帝国の皇帝が「閉じているものには内側の圧力がある」と言っていた。
老婆の歌が、それだ。
夜中の路地の声が、それだ。
三十年分の圧力が、この国の内側に溜まっている。
「……探す。もっと深くまで」
夜。
また路地の突き当たりへ向かった。
今度は六人で。
老婆が待っていた。
隣に、三人の人影があった。
四十代の男、二十代の女、そして十代の少年。
全員が厚い外套で顔を隠していた。
「……来たか」と老婆が言った。
「来た」
「紹介しよう。この国で、細々と記録を続けている者たちだ」
男が口を開いた。
「……あなたの配信を、見ていました」
静かな声だった。
「共和国でのナローアの話。帝国での亜人問題。……この国でも、同じことがある。もっとひどい形で」
「話してくれるか」
「話せます。ただし、顔も名前も出せない」
「条件は同じだ。
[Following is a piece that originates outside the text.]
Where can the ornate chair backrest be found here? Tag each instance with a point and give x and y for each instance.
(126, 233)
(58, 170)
お前たちが話す内容を、俺が判断して配信に乗せる。顔も名前も出さない」
男は少しの間、仲間と目を合わせた。
それから俺を見た。
「……信じます」
《コメント:ついに内部の声が》
《コメント:皇国アーク本番だ》
《コメント:頼む秀直》
ソフィアの耳が、真剣にぴたりと止まった。
クリスティーナの折れ耳が、しっかりと立った。
ミリアムが赤縁メガネの奥で、目を細めた。
路地の奥で、小さな火鉢の炎が揺れていた。
凍土の夜に、声が集まり始めた。
──その声を、遠い場所の何かが静かに聞き届けた。